CAN YOU PRONOUNCE WHAT GOES INTO WHAT YOU EAT?
APRIL 4, 2006

Have you ever read the label of your processed food? We have a rule in our family, if you can't pronounce it you can't eat it on a regular basis, and if you can't spell or pronounce it, you can not eat it at all. No one should be required to eat any ingredients that have so many letters that one word looks like a run on sentence. However, if you really want to stump spelling bee kids, look at the names of the chemicals we have allowed on our fruits and vegetables and introduce those words into their vocabulary.

Recently sales and distribution of several known food additive chemicals were cancelled by the big agri-business companies. I wonder why? If they were profitable they would not cancel them. If they are carcinogenic they would not admit it. If they did not work, that is the only reason I can see a company voluntarily removing a chemical they spent millions researching, registering and then promoting. However, the withdrawal is never over-night.

Here are six, each now cancelled: ethyl parathion used on barley, soybeans, corn, cotton and wheat; proponil on wheat, oats, barley; azinphos-methyl, molinate, and my favorite of all fenamiphos to be phased out by May 2007. In the article from which I excerpted this information, there was of course, the wonderful news that leftover product may be used through the 2009 growing season. In other words, we need to use it up to remain profitable even thought it may be an endocrine disrupter or a cancer producer.

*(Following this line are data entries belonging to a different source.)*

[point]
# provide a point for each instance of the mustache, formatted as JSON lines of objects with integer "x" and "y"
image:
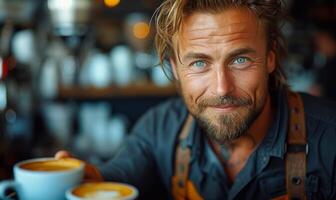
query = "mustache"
{"x": 229, "y": 100}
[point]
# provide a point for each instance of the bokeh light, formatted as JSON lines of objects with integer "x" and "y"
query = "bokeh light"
{"x": 111, "y": 3}
{"x": 141, "y": 30}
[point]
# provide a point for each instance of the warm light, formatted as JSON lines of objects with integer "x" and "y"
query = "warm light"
{"x": 111, "y": 3}
{"x": 141, "y": 30}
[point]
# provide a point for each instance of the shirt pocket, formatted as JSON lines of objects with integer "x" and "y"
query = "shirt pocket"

I am perplexed by the leaders of our industries who know that something is bad for one's long term health and yet they produce it and sell it in vast quantities. Maybe the panel of tobacco executives did not impact you, but the cover-up of the cigarette companies is matched by the chemical companies, and it is time to ask them to be held accountable for what they produce.

Only you, and maybe your friends, and possible your children, and assuredly the poor will suffer the consequences of their greed.